Question: What’s more cynical than deliberately writing a post about Facebook because it is guaranteed to draw hits?
Answer: Facebook itself.
I hope you’re sitting down when you read this (we pause as a million chairs drag across the scarred linoleum floor of our global consciousness) …but retarded Facebook apps like Farmtown and Mafia Wars are cynical cesspools of personal information-gathering disguised as “community”…and worse. This according to an article in The Consumerist, inscrutably titled “Mafia Wars CEO Brags about Scamming People from Day One.”
Long ago I wrote a cranky, Andy Rooney-esque piece called “Putting the Grr! in Facebook,” in which I grumbled about the various idiosyncrasies of hapless users. This post is consistently my top drawing piece – even surpassing my scholarly (!) review of the film Lars and the Real Girl (my top post among perverts searching for Artificial Partners, wink wink.)

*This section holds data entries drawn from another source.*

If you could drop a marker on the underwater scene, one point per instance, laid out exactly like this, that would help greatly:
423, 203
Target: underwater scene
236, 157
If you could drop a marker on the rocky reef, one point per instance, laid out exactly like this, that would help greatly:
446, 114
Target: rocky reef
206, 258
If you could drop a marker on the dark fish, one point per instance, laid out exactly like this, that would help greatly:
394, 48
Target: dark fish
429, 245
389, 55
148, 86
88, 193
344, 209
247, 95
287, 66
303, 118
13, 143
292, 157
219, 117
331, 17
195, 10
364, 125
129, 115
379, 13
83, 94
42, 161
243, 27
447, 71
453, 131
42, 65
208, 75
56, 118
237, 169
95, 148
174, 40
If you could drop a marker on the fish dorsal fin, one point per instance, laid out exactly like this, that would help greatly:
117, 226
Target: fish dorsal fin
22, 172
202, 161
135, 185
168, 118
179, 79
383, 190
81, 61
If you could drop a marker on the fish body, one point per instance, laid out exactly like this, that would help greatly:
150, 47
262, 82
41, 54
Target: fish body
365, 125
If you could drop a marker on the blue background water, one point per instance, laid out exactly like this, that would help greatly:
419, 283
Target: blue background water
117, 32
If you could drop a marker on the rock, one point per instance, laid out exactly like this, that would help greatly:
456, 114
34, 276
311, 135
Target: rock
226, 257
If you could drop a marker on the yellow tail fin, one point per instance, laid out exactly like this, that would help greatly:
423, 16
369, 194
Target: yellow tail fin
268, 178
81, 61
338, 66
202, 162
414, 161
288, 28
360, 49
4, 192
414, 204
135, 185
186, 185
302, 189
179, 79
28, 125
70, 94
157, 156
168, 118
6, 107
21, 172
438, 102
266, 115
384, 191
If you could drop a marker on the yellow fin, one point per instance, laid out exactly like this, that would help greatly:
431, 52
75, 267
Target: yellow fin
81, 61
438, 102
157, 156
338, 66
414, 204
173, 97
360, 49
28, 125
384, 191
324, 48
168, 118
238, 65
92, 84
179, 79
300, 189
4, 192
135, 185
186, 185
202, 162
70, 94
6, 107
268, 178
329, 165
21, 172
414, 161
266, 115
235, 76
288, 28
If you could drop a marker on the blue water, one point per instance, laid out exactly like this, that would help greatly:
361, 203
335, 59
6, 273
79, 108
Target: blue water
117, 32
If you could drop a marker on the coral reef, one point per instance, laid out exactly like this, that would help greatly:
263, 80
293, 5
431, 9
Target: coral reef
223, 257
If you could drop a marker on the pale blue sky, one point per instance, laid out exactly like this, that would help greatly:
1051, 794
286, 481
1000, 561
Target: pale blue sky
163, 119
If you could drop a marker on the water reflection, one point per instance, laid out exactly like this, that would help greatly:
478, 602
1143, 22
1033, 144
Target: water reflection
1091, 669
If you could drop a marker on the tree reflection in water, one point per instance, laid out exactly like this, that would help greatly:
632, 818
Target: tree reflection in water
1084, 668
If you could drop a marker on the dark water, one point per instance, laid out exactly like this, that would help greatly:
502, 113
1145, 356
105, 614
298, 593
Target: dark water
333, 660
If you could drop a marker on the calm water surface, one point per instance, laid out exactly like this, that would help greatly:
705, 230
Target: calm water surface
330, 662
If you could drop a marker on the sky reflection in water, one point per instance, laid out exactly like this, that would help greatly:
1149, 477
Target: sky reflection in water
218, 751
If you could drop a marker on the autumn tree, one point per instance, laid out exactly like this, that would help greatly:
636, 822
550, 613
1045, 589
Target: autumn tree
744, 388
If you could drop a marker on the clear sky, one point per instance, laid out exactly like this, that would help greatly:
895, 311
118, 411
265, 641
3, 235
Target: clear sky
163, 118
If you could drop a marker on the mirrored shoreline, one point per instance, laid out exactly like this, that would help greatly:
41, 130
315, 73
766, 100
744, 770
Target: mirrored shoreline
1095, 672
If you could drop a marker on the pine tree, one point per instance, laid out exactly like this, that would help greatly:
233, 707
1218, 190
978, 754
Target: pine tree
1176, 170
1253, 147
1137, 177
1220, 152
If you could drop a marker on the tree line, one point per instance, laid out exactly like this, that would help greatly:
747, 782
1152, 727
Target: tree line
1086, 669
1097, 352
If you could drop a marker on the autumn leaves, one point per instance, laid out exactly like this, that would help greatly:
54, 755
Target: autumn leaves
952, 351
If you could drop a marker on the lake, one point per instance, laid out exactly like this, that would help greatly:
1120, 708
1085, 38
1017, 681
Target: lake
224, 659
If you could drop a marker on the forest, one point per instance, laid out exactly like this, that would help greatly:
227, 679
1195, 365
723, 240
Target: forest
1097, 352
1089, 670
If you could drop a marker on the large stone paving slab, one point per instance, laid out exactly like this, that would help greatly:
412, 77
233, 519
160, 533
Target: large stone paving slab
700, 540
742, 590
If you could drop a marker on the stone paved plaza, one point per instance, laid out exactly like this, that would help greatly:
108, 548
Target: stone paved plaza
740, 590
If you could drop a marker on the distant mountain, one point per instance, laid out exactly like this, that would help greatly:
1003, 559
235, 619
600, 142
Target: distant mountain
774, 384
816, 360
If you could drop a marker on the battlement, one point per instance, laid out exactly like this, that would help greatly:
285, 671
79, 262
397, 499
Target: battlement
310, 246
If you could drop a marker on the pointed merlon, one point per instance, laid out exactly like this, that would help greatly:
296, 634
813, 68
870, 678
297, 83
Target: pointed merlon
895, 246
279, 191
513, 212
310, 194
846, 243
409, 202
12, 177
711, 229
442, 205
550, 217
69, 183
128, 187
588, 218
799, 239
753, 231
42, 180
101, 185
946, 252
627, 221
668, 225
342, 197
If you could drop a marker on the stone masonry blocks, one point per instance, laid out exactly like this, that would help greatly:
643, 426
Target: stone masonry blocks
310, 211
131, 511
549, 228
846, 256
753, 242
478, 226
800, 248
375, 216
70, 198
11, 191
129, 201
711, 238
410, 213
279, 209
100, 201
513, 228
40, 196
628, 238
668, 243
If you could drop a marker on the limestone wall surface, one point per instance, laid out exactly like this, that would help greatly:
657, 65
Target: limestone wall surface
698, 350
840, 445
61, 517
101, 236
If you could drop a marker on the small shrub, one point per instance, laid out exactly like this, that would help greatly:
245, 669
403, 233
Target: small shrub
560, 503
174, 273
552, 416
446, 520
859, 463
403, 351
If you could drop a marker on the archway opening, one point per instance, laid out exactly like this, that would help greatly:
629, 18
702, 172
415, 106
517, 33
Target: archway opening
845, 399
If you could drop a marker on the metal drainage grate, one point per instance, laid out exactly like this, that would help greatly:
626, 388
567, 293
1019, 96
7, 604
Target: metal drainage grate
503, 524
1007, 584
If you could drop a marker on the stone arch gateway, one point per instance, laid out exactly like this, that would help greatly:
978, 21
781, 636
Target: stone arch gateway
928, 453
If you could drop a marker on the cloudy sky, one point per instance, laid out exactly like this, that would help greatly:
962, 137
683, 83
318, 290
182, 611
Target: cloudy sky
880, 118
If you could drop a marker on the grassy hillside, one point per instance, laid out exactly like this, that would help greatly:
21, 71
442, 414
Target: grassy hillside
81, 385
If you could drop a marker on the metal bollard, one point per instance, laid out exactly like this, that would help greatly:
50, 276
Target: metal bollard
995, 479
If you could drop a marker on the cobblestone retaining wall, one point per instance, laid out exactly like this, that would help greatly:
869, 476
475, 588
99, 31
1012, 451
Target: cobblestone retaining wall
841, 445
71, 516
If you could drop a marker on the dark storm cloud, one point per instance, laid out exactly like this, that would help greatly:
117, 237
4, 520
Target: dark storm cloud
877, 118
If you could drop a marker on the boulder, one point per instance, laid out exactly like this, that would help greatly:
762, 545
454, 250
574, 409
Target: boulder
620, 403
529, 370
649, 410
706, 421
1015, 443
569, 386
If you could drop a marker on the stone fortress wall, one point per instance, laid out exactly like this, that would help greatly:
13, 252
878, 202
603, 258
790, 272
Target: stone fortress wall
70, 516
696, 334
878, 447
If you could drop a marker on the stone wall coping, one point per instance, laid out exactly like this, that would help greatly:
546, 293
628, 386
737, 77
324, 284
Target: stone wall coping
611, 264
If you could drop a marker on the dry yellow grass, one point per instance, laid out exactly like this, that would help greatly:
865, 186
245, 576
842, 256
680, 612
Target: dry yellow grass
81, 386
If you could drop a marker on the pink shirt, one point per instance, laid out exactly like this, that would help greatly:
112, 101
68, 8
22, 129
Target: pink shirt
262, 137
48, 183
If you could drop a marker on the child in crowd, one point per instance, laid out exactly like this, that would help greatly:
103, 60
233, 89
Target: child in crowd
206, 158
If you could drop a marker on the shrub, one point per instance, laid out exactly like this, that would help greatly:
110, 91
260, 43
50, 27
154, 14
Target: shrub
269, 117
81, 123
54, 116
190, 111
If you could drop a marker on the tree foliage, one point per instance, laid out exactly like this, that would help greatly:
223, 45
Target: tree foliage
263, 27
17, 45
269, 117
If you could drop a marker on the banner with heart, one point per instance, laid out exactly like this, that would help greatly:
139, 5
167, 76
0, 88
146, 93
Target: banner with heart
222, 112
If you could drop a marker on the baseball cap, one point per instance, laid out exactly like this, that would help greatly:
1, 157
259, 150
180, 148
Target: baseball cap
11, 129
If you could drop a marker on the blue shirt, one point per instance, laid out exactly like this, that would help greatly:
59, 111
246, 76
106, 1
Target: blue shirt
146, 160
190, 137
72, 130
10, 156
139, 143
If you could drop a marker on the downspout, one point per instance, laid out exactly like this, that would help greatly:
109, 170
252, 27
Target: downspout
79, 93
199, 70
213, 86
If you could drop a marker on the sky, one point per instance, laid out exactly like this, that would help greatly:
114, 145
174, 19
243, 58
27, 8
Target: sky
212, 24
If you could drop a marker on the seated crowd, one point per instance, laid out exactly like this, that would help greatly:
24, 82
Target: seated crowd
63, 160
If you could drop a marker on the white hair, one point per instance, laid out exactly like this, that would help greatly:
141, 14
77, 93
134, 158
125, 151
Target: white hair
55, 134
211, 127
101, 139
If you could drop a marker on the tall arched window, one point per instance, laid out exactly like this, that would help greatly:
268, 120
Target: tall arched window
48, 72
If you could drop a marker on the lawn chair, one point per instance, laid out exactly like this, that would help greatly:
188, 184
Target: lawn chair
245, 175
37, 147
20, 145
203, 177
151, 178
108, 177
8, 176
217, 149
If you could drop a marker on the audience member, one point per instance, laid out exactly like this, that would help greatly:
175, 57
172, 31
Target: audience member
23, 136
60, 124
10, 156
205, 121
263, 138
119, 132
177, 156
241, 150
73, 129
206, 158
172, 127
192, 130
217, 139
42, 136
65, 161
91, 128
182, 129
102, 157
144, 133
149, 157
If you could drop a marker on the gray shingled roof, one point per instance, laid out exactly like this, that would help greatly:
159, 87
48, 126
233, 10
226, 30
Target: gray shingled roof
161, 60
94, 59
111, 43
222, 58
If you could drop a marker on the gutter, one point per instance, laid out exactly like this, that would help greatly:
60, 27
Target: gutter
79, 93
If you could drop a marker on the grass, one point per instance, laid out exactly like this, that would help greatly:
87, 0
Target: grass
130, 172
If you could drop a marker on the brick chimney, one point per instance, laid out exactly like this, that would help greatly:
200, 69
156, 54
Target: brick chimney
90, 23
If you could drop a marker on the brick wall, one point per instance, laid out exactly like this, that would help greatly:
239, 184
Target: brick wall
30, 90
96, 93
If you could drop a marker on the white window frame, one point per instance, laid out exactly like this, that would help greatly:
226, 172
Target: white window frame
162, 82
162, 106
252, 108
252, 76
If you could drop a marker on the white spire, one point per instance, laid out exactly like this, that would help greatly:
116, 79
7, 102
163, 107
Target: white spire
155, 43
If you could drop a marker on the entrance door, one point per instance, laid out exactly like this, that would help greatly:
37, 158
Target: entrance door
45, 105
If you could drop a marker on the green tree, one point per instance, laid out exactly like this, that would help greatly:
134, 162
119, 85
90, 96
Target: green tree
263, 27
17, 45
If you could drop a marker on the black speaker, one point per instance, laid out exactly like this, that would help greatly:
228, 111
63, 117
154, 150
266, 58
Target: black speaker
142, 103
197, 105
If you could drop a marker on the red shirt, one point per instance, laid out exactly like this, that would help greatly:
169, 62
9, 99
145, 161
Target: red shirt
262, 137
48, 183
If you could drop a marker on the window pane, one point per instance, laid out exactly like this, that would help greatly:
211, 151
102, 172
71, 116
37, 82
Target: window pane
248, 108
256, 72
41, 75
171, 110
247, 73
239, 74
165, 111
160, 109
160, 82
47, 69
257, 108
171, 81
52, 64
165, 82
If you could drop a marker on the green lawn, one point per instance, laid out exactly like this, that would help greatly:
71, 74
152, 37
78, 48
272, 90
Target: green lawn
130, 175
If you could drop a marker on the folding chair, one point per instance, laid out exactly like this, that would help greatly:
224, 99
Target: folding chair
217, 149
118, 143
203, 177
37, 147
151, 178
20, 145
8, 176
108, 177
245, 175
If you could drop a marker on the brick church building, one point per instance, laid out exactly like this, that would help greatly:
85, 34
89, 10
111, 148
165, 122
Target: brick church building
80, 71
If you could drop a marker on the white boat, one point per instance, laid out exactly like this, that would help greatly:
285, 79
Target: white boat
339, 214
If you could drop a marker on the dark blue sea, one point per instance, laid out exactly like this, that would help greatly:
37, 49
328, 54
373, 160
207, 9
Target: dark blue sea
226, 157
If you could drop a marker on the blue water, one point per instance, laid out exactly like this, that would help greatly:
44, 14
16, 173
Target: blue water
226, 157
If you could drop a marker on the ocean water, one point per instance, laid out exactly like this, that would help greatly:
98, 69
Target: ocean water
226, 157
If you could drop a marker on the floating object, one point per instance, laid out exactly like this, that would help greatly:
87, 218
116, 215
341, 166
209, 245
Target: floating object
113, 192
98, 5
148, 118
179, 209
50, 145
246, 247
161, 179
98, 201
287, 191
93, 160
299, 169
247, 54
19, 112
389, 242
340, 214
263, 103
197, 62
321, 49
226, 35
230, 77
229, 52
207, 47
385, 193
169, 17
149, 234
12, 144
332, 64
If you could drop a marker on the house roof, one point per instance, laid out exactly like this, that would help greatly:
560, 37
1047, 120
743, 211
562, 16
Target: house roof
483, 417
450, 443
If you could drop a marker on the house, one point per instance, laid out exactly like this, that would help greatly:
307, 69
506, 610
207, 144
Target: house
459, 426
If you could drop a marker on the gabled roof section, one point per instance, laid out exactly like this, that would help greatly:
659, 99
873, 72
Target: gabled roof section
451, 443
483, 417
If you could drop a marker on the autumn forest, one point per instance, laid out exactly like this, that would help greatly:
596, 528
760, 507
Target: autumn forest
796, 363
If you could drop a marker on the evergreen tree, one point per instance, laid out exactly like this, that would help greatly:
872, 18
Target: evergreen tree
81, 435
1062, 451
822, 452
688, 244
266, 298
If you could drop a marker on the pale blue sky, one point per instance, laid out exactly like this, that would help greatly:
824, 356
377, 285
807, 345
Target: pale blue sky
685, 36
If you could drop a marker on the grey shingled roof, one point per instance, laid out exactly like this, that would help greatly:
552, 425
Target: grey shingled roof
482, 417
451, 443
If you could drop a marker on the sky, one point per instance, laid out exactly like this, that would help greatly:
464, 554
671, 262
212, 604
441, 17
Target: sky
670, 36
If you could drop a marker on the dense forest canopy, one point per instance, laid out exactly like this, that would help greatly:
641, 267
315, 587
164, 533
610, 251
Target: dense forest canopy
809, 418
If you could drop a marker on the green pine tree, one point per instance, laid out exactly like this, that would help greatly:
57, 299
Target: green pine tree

Since that post, I have mellowed out a bit and hooked up with all kinds of friends from the past. But a constant beef has continued to be all of the stupid apps. Jenny has sent you a hug! What famous dead composer are you? And a bunch of others I can’t recall because I “HID” them long ago.
But the games are the worst. I got as far as Scrabulous, meaning, I signed up for Scrabulous, knowing that it was nothing more than a scam for gathering personal information, but hey, I like Scrabble. But the first time I saw on Facebook’s News Feed: “Michael has spelled the word INCONTINENCE on Scrabulous! Can YOU do better? Sign up NOW!” …I pulled the plug.
Trust me, I “get” Facebook. If you know anything about Web 2.0, this practice should not be a surprise. While everyone whines about the ads, I say “that’s why it’s free.” But you read something like “Mafia Wars CEO Brags about Scamming People from Day One,” …and you are looking at the epitome* of corporate cynicism.
*Epitome: The embodiment or precise representation of an ideal. Pronounced “uh-PIT-oh-mee”…or “eppa-tohm” if you’re from West Virginia (like me.)
I took time away from my virtual cooking in Cafe World to read THIS??? I may have to whip you with my cyber-noodles.
I’m less troubled by the apps, which I just hide like you (do I need to know that Marsha has grown radishes in Farmville? Nope – hide), than I am by the potential for an artificial type of closeness. One friend said its like a return to the high school popularity contest and I think she might have something there. I wrote my thoughts on Facebook recently too (www.clemboyd.com). Doug Wade referred me here BTW.
Thanks for your comments, Clem. The pseudo-intimacy is awkward, for sure. The way we attach such SIGNIFICANCE to reconnecting with people and, after 3 emails or so, we lose touch all over again! Anyway, thanks. I like your site!